How to Get the Most Out of Dance Lessons

Your son or daughter has been begging you to let them take dance classes, but you don’t know the first thing about dance. Have no fear. These guidelines will help your child have a successful, rewarding experience learning to dance.

1. Starting at the Right Age

It’s Never Too Late! Adults can start dance at any time. Their success is based on how willing they are to commit to attending class regularly and stretching every day at home.

For children, starting at the right age is a key element to the success of their lessons. Some people will tell you “the sooner the better” but this attitude can actually backfire. If a child is put into lessons too soon they may feel overwhelmed and frustrated and want to stop lessons. The last thing you want to do is turn a child off dance just because they had one unpleasant experience, which could have been prevented. Sometimes if the child waits a year to start lessons their progress can be much faster.

1-3 years old

The ideal class for this age is a class with a parent or care-giver. A group dance class that incorporates a lot of creative movement with some structured rhythmic activities will give a child their first experience with listening and following directions. Our Toddler Toodaloo class is the perfect combination of beginning dance vocabulary and creative movement.  The parents participate fully in the class and model the behavior the teacher is looking for in the child.

3 – 5 Years Old

If a pre-schooler has a keen desire and wants to start dance, this is the age to try an independent group dance class based on creative movement as well as the beginning ballet vocabulary that is common to all dance styles.  This will give them a good foundation in the basics, which will be helpful in later, more structured lessons. In our Dance Stories classes children learn basic dance vocabulary through teacher and student generated dance stories. 

5-6 Years Old

At this age, a combination class is often the best way to go. The class can be longer (up to an hour) and should incorporate elements of many dance styles: Ballet, Modern Dance, Jazz and Tap. This gives a child an idea about the differences and similarities between the different styles. Often, after taking the class, children will gravitate to one style or another. Discover Dance! is our version of the combination class and students experience all 4 styles every week.

7 Years and Up

Once children have reached this age, they are ready for focused class work in one particular style.  We recommend once a week for this age, twice a week for children age 9 and up and three times a week or more for teenagers.  The more often they attend class the faster they will improve in strength, flexibility, endurance and skill. If a student is dreaming of dancing on pointe we recommend that they primarily take Ballet, but other dancers can take multiple classes in multiple styles.

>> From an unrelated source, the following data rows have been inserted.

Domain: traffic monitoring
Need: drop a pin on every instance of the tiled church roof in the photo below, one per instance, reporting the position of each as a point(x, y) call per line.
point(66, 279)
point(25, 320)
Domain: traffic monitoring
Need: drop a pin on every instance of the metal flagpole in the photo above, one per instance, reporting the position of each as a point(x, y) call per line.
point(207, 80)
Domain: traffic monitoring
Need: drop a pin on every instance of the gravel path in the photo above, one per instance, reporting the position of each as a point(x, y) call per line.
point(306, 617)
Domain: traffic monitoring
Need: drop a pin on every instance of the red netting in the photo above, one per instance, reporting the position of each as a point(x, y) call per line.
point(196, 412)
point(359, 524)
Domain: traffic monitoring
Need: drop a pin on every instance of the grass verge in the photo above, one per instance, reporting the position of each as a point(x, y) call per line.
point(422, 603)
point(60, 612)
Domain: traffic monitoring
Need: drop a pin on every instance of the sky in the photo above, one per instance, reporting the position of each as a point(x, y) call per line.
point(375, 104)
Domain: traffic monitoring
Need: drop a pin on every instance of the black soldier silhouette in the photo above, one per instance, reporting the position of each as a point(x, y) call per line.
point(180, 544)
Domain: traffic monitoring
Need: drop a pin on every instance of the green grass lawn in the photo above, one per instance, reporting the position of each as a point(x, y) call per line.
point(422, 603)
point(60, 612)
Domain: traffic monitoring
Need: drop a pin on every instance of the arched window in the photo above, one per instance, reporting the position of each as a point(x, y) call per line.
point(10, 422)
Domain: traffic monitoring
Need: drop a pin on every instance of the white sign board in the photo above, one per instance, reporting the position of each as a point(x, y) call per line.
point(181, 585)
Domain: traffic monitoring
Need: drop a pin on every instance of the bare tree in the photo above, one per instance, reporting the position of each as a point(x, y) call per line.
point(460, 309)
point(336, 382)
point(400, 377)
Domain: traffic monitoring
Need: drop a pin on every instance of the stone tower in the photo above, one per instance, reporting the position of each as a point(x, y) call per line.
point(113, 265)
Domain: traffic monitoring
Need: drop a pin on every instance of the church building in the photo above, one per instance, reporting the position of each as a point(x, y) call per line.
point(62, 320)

•At Arts in Motion dancers can start at any age and we generally place beginners with their peers rather than with younger students because we feel they will learn faster if they are with students their own age. As long as an older beginner is willing to work hard at first, they will catch up quickly and ultimately be more successful.

2. Take Lessons in a Professional Teaching Environment

Learning dance is not just a matter of having a great dancer as your teacher. The teacher must also understand the history of the dance form they are teaching and have had previous teaching experience.  At Arts in Motion, many of the teachers have studied dance in college and have had courses in teaching methods. Those who have not had that experience are carefully coached by Amanda and all teachers receive ongoing support and advice from the Director. For our teachers, teaching dance is not just a hobby or side-line for the teacher but a responsibility which is taken very seriously. Learn more about our teachers here.

3. Making Practicing Easier

As with anything, improving in dance takes practice. Practicing at home can be hard if you don’t have the space or a mirror or a good smooth floor. It is important for a dancer to stretch every day and this can be done pretty much anywhere. Individual steps such as turns and balances can be practiced in a kitchen or bathroom (if it’s big enough). Ballet barre work can be practiced at the back of the couch or kitchen chair.  Every little bit helps!

Dance should be something that you enjoy for a lifetime. So, try not to put unrealistic expectations on yourself or your children to learn too quickly. Everyone learns at a different pace and the key is to be able to enjoy the journey.